= Arab humor =

Wit and humor in Arab culture

Arab humor refers to the various forms of humor that exist within the Arab world. It is an important aspect of Arab culture and reflects the complexities and nuances of the Arab world. Arab humor is known for being witty, clever, and sarcastic. It often involves wordplay, puns, and irony. One common form of Arab humor is political satire, where political leaders and public figures are ridiculed and criticized through humor. This type of humor can be found in television shows, cartoons, and social media. Arab humor also includes jokes that are based on social norms and traditions. These jokes often poke fun at things that are considered taboo or unconventional. For example, jokes about gender roles, and family dynamics are common.

==History==
Arab humor has a long history, dating back to ancient times. Arab literature, particularly poetry, is known for its use of humor. In the pre-Islamic era, poets used humor to criticize and satirize their rulers and the society in which they lived. This tradition continued into the Islamic era, with the famous Arab poet, Al-Mutanabbi, being known for his use of satire and irony.
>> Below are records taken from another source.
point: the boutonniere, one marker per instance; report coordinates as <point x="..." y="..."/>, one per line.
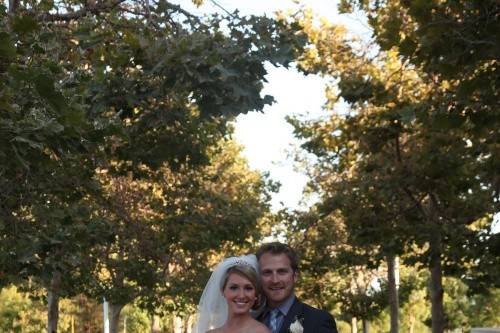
<point x="296" y="326"/>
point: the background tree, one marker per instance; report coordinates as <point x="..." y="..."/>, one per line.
<point x="117" y="86"/>
<point x="399" y="164"/>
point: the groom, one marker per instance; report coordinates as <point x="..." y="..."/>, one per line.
<point x="278" y="266"/>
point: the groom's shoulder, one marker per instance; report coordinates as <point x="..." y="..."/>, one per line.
<point x="309" y="310"/>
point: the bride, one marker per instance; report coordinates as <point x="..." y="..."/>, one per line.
<point x="231" y="293"/>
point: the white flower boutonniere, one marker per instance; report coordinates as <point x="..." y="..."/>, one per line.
<point x="296" y="327"/>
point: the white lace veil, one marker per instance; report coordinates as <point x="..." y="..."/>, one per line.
<point x="212" y="309"/>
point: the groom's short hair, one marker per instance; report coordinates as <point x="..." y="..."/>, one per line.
<point x="280" y="248"/>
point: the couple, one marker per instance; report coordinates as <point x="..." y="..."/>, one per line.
<point x="235" y="292"/>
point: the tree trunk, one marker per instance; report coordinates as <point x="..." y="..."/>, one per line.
<point x="366" y="326"/>
<point x="177" y="324"/>
<point x="189" y="324"/>
<point x="392" y="277"/>
<point x="155" y="326"/>
<point x="354" y="325"/>
<point x="114" y="317"/>
<point x="436" y="284"/>
<point x="53" y="302"/>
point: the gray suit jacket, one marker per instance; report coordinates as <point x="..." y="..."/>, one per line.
<point x="313" y="320"/>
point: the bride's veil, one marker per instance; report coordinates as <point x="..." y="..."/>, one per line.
<point x="212" y="309"/>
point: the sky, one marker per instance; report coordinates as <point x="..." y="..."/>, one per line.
<point x="266" y="136"/>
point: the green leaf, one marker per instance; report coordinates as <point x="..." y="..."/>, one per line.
<point x="45" y="87"/>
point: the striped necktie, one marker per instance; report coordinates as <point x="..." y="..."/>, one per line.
<point x="273" y="321"/>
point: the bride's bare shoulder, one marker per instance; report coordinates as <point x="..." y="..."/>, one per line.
<point x="261" y="328"/>
<point x="215" y="330"/>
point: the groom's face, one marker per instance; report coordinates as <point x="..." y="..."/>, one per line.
<point x="277" y="276"/>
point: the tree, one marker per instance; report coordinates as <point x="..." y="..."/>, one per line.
<point x="399" y="165"/>
<point x="113" y="85"/>
<point x="167" y="227"/>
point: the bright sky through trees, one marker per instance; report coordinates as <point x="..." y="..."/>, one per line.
<point x="266" y="136"/>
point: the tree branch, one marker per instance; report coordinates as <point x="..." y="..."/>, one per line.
<point x="93" y="9"/>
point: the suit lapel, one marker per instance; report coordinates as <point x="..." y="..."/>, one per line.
<point x="294" y="313"/>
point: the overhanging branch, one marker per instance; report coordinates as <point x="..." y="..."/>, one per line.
<point x="94" y="9"/>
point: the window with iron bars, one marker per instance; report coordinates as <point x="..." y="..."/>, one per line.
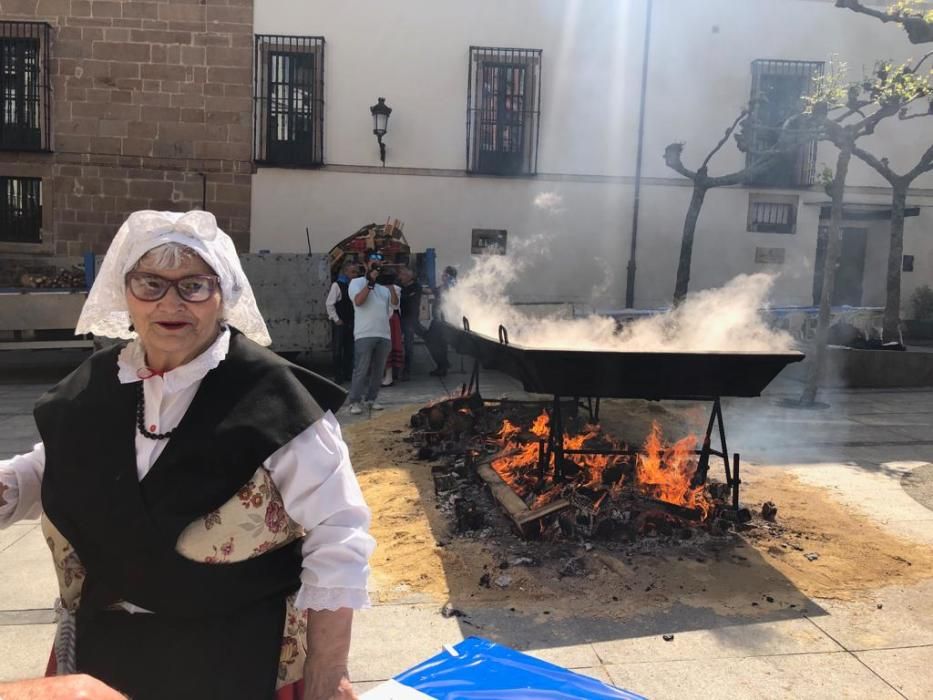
<point x="503" y="110"/>
<point x="25" y="92"/>
<point x="772" y="214"/>
<point x="778" y="92"/>
<point x="20" y="209"/>
<point x="288" y="95"/>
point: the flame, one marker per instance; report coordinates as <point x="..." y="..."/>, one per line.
<point x="518" y="459"/>
<point x="662" y="472"/>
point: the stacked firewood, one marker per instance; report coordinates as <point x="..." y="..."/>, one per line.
<point x="55" y="279"/>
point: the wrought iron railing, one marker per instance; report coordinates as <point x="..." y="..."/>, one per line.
<point x="772" y="217"/>
<point x="20" y="209"/>
<point x="288" y="100"/>
<point x="25" y="86"/>
<point x="778" y="91"/>
<point x="503" y="110"/>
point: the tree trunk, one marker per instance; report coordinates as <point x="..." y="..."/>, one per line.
<point x="686" y="243"/>
<point x="833" y="245"/>
<point x="892" y="304"/>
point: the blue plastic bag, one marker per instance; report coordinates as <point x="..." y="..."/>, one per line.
<point x="483" y="670"/>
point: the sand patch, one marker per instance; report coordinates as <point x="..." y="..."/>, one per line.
<point x="753" y="575"/>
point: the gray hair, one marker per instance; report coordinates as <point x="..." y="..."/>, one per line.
<point x="168" y="256"/>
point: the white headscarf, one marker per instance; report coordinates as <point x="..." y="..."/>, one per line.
<point x="105" y="312"/>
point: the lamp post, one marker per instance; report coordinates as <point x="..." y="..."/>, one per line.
<point x="381" y="112"/>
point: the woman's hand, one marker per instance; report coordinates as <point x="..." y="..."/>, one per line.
<point x="325" y="673"/>
<point x="328" y="684"/>
<point x="76" y="687"/>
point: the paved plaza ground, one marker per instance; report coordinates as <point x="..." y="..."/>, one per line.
<point x="870" y="452"/>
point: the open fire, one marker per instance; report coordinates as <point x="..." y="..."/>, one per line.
<point x="596" y="486"/>
<point x="660" y="471"/>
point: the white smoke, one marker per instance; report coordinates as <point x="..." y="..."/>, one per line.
<point x="550" y="202"/>
<point x="717" y="320"/>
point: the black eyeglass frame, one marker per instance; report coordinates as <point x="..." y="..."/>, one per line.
<point x="213" y="280"/>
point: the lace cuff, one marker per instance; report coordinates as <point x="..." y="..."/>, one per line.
<point x="315" y="598"/>
<point x="9" y="496"/>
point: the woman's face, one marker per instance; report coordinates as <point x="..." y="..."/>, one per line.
<point x="174" y="331"/>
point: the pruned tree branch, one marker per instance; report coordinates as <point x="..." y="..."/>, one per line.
<point x="725" y="138"/>
<point x="925" y="165"/>
<point x="879" y="164"/>
<point x="919" y="30"/>
<point x="922" y="60"/>
<point x="673" y="159"/>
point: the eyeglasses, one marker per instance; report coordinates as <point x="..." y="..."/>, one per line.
<point x="148" y="287"/>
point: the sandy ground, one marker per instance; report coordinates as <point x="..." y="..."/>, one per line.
<point x="817" y="548"/>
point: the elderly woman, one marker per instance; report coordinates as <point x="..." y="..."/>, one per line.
<point x="208" y="532"/>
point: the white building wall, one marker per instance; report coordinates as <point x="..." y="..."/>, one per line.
<point x="415" y="54"/>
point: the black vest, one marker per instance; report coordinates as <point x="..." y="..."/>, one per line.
<point x="344" y="307"/>
<point x="124" y="530"/>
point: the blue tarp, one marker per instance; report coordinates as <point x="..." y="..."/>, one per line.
<point x="484" y="670"/>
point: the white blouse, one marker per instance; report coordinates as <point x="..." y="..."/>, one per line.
<point x="312" y="472"/>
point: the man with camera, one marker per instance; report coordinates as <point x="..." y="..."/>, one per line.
<point x="371" y="333"/>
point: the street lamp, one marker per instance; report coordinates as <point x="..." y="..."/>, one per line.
<point x="381" y="112"/>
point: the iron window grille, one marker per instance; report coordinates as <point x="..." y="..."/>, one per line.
<point x="288" y="94"/>
<point x="25" y="87"/>
<point x="21" y="209"/>
<point x="778" y="92"/>
<point x="772" y="214"/>
<point x="503" y="110"/>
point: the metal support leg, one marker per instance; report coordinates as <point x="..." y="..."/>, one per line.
<point x="556" y="438"/>
<point x="736" y="481"/>
<point x="722" y="439"/>
<point x="474" y="379"/>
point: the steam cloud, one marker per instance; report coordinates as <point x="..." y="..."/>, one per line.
<point x="717" y="320"/>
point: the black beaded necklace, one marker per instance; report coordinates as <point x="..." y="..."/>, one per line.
<point x="141" y="417"/>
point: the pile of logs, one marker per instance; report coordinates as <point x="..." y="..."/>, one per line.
<point x="60" y="279"/>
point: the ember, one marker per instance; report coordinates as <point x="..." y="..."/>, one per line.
<point x="594" y="486"/>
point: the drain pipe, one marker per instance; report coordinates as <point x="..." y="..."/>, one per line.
<point x="630" y="276"/>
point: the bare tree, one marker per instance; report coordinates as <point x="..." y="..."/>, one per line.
<point x="702" y="183"/>
<point x="916" y="16"/>
<point x="845" y="113"/>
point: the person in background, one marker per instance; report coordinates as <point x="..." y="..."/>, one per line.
<point x="208" y="532"/>
<point x="340" y="311"/>
<point x="434" y="338"/>
<point x="410" y="310"/>
<point x="371" y="334"/>
<point x="396" y="362"/>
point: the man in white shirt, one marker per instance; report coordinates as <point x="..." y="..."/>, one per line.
<point x="371" y="334"/>
<point x="339" y="307"/>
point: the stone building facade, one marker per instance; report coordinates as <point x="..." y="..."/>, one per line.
<point x="147" y="106"/>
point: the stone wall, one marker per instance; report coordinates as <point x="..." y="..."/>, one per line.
<point x="146" y="96"/>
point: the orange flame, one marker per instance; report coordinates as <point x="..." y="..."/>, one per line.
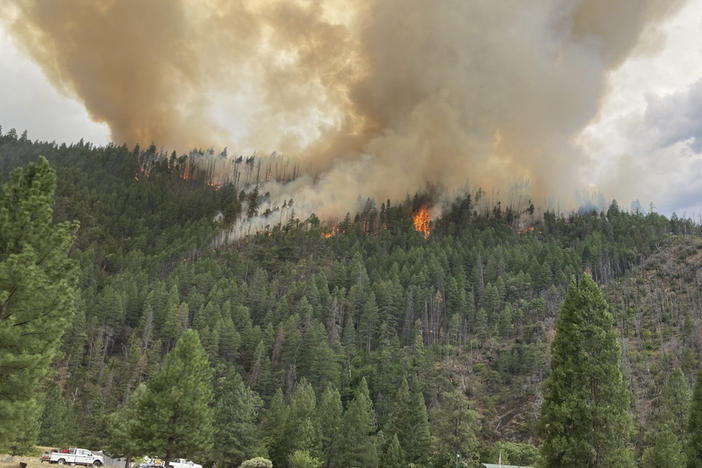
<point x="421" y="222"/>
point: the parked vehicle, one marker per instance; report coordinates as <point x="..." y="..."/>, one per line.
<point x="73" y="456"/>
<point x="183" y="463"/>
<point x="175" y="463"/>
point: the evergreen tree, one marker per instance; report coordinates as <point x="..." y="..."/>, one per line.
<point x="409" y="422"/>
<point x="584" y="416"/>
<point x="358" y="449"/>
<point x="273" y="427"/>
<point x="121" y="428"/>
<point x="58" y="422"/>
<point x="455" y="425"/>
<point x="302" y="459"/>
<point x="36" y="298"/>
<point x="175" y="416"/>
<point x="329" y="414"/>
<point x="394" y="456"/>
<point x="235" y="417"/>
<point x="694" y="426"/>
<point x="666" y="436"/>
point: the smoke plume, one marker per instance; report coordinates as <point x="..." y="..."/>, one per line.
<point x="377" y="98"/>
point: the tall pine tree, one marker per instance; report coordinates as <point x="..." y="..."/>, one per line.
<point x="694" y="426"/>
<point x="584" y="417"/>
<point x="175" y="414"/>
<point x="36" y="298"/>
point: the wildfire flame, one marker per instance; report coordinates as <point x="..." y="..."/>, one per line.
<point x="421" y="222"/>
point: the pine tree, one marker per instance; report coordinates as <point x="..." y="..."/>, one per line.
<point x="584" y="416"/>
<point x="409" y="422"/>
<point x="455" y="425"/>
<point x="329" y="413"/>
<point x="175" y="416"/>
<point x="236" y="413"/>
<point x="666" y="436"/>
<point x="121" y="428"/>
<point x="272" y="428"/>
<point x="694" y="426"/>
<point x="36" y="298"/>
<point x="358" y="429"/>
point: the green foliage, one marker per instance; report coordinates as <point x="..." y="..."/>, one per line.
<point x="471" y="307"/>
<point x="58" y="421"/>
<point x="358" y="429"/>
<point x="694" y="426"/>
<point x="513" y="453"/>
<point x="394" y="456"/>
<point x="36" y="298"/>
<point x="235" y="420"/>
<point x="666" y="434"/>
<point x="258" y="462"/>
<point x="174" y="414"/>
<point x="457" y="425"/>
<point x="121" y="427"/>
<point x="302" y="459"/>
<point x="584" y="416"/>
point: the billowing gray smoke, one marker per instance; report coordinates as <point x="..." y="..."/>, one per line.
<point x="379" y="98"/>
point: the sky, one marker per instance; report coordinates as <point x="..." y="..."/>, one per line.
<point x="644" y="143"/>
In modern times, Arab humor has been shaped by political and social events. The Arab Spring, for example, inspired a wave of political satire and humor across the Arab world. In countries like Egypt and Tunisia, satirical television shows and social media accounts emerged, using humor to criticize their governments and leaders.

Despite its popularity, Arab humor can be controversial. In some cases, jokes and satire have led to arrests and even imprisonment. In countries like Saudi Arabia and the United Arab Emirates, authorities have cracked down on comedians and satirists who criticize the government or social norms.